Summary: Stewart peers into the complicated heart of friendship in a moving second novel (after 2000's Body of a Girl). Ever since a cataclysmic falling out with her best friend, Sonia, after college, Cameron's closest companion has been Oliver, the 92-year-old historian she lives with and cares for in Oxford, Miss. Oliver's death leaves Cameron alone and adrift, until she discovers that he has given her one last task: she must track down her estranged best friend (whose letter announcing her engagement Cameron had so recently ignored) and deliver a mysterious present to her. Cameron's journey leads her back to the people, places and memories of their shared past, when they called themselves "Cameronia" and swore to be friends forever. It was a relationship more powerful than romantic love—yet romantic love (or sex, anyway) could still wreck it. Stewart lures the reader forward with two unanswered questions: What was the disaster that ended their friendship, and what will be revealed when Cameron and Sonia are together again and Oliver's package is finally opened? The book is heartfelt and its characters believable jigsaw puzzles of insecurities, talents and secrets, and if Cameron's carefully guarded anger makes her occasionally disagreeable, readers will nevertheless welcome her happy ending.

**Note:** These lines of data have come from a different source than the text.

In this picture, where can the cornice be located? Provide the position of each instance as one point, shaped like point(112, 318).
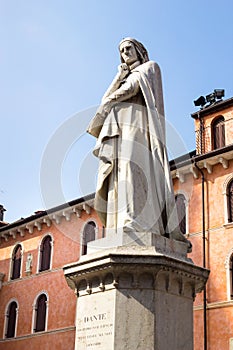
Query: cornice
point(205, 161)
point(55, 215)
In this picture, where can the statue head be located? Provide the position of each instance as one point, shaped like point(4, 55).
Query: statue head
point(141, 52)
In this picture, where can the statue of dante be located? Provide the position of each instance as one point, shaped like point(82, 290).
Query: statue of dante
point(134, 189)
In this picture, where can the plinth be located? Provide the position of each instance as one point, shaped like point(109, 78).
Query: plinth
point(136, 297)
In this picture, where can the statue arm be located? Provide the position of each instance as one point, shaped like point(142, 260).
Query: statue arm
point(127, 90)
point(117, 81)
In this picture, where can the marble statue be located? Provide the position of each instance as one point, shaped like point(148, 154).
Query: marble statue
point(134, 189)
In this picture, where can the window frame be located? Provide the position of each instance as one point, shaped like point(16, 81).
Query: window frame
point(216, 123)
point(35, 310)
point(83, 245)
point(12, 262)
point(6, 319)
point(186, 204)
point(39, 253)
point(225, 193)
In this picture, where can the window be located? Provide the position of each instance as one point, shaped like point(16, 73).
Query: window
point(45, 253)
point(181, 211)
point(16, 262)
point(231, 276)
point(88, 235)
point(10, 322)
point(40, 313)
point(218, 131)
point(230, 201)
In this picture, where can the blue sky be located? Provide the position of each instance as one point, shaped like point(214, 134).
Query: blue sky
point(58, 57)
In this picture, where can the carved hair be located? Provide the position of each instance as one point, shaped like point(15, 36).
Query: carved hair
point(140, 48)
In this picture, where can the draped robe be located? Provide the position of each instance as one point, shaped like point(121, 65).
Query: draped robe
point(134, 189)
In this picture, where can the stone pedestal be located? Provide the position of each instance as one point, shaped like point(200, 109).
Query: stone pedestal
point(136, 297)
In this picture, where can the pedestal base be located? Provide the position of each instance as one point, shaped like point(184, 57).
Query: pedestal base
point(135, 298)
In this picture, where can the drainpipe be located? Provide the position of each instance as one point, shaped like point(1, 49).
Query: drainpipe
point(204, 251)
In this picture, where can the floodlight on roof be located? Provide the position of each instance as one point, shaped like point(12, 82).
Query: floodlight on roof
point(211, 98)
point(201, 101)
point(219, 93)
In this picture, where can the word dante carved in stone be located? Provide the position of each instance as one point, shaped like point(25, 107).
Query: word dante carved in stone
point(99, 317)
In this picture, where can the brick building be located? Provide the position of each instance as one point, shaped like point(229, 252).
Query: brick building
point(37, 308)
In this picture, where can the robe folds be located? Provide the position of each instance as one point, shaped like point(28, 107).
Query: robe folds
point(134, 189)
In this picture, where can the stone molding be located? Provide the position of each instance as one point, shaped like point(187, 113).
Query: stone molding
point(135, 268)
point(38, 334)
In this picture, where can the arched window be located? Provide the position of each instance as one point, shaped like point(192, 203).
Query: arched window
point(10, 322)
point(218, 132)
point(45, 253)
point(88, 235)
point(40, 313)
point(230, 201)
point(181, 211)
point(16, 262)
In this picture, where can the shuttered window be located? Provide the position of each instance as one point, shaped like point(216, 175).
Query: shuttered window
point(41, 310)
point(16, 262)
point(181, 212)
point(230, 201)
point(45, 253)
point(218, 130)
point(11, 320)
point(88, 235)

Review: A girlfriend lent me this book and while I read it quickly, the ending was pretty predictable and a bit disappointing. You can pretty much think that if a friendship that was very strong in youth ends up disintegrating in young adulthood the reason was most definitely a man. I won't give tell who and when but that it was a bit disappointing that the author chose this route. What I found most redeemable about the books were the flashbacks to how Cameron and Sonia became friends and how they stayed friends throughout most of their youth and young adult life. It is understandable how Cameron liked the life of a nomad since she grew up moving a lot in life since her dad was in the armed forces, so the fact that she gets up and leaves soon after Oliver dies it's not too surprising. What is contained in Oliver's package is the most interesting part of the whole the story.

I will give the book credit, it did make me think about past friendships and the reason they are in the past and the truth is that in life you tend to out grow people and people are in your life for a certain time and reason. That being said I think every friendship teaches you something about life and something about yourself.